ロイターの取材に応じたロシア人9人によると、23年初頭からトルコで居住許可を取得するのが難しくなり、自分たちや他のロシア人はトルコを離れ、その多くがセルビアやモンテネグロなどロシア人の受け入れに前向きな数少ない欧州の国に向かったという。
ロシア人がトルコから再移住したのは物価高騰も一因。トルコのインフレ率は先月、70%を記録した。また制裁によりトルコでも基本的な銀行サービスを受けるのが困難になっている。
「トルコでは自分の将来を見通せない」と、IT部門で働くドミトリーさん(46)は話した。ロシアのプーチン大統領が22年9月にウクライナ派兵増強のため予備役を部分的に動員すると発表した後、ドミトリーさんはサンクトペテルブルクを離れ、イスタンブールで妻と4歳の息子と合流した。
しかし23年1月、携帯電話に何の説明もなく居住申請が却下されたというメールが届き、1カ月後にイスタンブールを離れた。「1年間の住宅賃貸契約を結んでいたが、全てを捨てなければならなかった。私たちはモンテネグロに移り住んだ。経済的にも政治的にも、トルコより安定しているためだ」と語った。
トルコの移民管理総局は電子メールで、居住許可申請が却下された場合、関連法に基づき、申請者の母国語で正当な理由が通知書に必ず記載されており、申請者は法的救済を求めることができると説明。またロシア人の出国には政治的、経済的、社会文化的要因が絡んでおり、居住許可だけが関係しているわけではないとした。
<変わる潮目>
ロシア政府は戦時中の国外脱出に関する統計を公表していない。しかしデンマーク難民評議会の混在移住センターによると、ロシアによるウクライナ侵攻以来、約80万人のロシア人が海外に移住した。ロシアとウクライナ双方と友好関係にあるトルコは、侵攻後もロシア人のビザなし渡航を認め、西側の対ロ制裁にも加わらなかった。
イスタンブールやアンタルヤの一部地域は、移住したロシア人によるビジネスの立ち上げや移転に伴いロシア語が頻繁に飛び交うようになった。
しかしこうした活動は確実に冷え込んでいる。公式の貿易統計によると、ロシア資本で設立された企業の数は22年には140社だったが、23年には68社に減った。

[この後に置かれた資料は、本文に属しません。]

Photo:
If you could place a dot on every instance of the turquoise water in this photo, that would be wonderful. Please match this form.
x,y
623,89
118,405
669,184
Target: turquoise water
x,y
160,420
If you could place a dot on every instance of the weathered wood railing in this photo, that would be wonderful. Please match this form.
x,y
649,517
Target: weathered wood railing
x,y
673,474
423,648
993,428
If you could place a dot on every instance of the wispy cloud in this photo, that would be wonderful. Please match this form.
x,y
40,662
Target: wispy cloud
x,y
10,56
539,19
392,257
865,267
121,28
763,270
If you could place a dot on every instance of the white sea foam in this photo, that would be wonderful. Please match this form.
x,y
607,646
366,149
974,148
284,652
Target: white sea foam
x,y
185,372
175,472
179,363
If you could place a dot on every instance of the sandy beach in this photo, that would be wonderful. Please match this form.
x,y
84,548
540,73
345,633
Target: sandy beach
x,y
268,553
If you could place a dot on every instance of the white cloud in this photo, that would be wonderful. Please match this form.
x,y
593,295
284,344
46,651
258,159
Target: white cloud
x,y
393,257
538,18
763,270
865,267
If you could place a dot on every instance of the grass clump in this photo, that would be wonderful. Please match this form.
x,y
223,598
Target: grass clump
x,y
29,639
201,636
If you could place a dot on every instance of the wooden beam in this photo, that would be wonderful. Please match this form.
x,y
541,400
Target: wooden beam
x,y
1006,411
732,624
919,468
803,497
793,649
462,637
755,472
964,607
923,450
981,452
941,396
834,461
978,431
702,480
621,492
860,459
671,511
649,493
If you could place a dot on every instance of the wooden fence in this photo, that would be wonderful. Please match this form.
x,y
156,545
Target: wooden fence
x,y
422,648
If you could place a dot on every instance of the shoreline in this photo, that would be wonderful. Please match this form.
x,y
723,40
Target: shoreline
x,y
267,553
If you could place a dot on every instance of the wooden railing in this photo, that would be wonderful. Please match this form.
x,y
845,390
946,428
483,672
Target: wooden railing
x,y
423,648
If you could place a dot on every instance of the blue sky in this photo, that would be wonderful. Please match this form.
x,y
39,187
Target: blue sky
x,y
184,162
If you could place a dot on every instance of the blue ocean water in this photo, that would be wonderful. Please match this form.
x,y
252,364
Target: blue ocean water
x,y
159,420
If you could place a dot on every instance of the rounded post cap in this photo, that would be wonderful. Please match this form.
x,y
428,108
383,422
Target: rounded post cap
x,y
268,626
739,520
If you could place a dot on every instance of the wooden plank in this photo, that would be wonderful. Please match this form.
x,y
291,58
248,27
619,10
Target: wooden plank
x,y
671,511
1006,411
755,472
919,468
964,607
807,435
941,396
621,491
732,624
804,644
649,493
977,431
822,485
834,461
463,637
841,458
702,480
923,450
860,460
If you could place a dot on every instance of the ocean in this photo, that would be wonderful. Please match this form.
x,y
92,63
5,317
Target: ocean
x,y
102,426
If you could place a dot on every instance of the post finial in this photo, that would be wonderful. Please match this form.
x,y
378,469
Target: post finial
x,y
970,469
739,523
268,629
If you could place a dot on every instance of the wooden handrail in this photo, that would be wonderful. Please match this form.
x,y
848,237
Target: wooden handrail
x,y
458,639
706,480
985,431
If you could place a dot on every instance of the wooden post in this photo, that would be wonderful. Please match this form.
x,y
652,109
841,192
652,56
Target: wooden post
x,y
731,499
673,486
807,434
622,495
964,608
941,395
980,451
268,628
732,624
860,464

イスタンブール商科大学のビリズ・カラカイ教授(政治学)によると、ロシアからの移住者はセルビアやモンテネグロ、さらにアルゼンチンやブラジルといった中南米諸国に再移住している。
「ロシア人は経済的、社会的、文化的にトルコを身近に感じている。しかしトルコは今ではあまり多くの外国人を受け入れたくないという意向になっている。ロシア人は経済面でも逆風にさらされている」と言う。
ロシアの野党指導者、故ナワリヌイ氏の選挙本部で働いていた政治家、キリール・アレクセーエフ氏(35)は、自分に対する犯罪捜査が始まったことから22年3月にトルコに移住した。しかしコンサルティング会社から滞在許可証の取得に2000ドルの費用が必要と言われ、再申請を断念した。代わりにドイツの「人道的滞在許可証」を申請し、1年前からニュルンベルクに住んでいる。